As I reflected on the contrast between these two Jesuit funerals, both beautiful, I was tempted to say of the millionaire and his state funeral, “That is not me. That is not who I am.” I was also tempted to say of the student’s funeral and her dear friends and colleagues, “Is this who I am? Do I belong here?” God keeps answering, “Yes, that is who you are. And that, and that. And yes, you belong here.” In funeral after funeral, I have seen us honor lives lived in sometimes vastly different circumstances, with the resources available and in accord with what is requested.
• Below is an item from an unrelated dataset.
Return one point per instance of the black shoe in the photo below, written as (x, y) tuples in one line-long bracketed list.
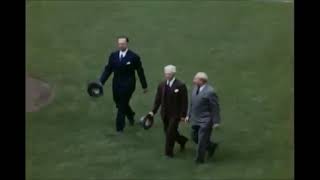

I have come to see this feast of the poor, the crippled, the blind, and the lame, this feast that extends out to the highways and hedgerows, as a real experiment. In the Jesuit experiment, the Christian experiment, we do not expect to achieve our values and ideals. They are, in fact, impossible to achieve. Instead we seek to embody the invitation more fully, and in doing so dig ourselves deeper and deeper into the humbling hole of being loved unconditionally, and able to accomplish anything good through grace alone, through the power of that homing instinct for receiving and offering mercy.
I bring to the table my agenda, my ambition, my self-clinging, my armor. It is, in fact, exactly what brings me – and then it is shaped, worn, smoothed, tempered and polished away. Jesuit women are called to the table by our hopes and desires – the hope of being highly trained, invested in, supported, mentored, and missioned – the desire, one day, to be able to speak with true authority – not coercive, but legitimate – into the sacred spaces and decision-making counsels of our Church. We come to the table and watch our agendas dissolve into the reality of mission, the reality of obedience to the real needs of the Church in all her apparent contradictions, her evolving perfection.
It’s a painful process, a dying process, but cheerful too. As an American, and a music lover, I always hear this scripture with a song:
In the highways and the hedges,
in the highways and the hedges,
in the highways and the hedges,
I’ll be somewhere a workin’ for my Lord.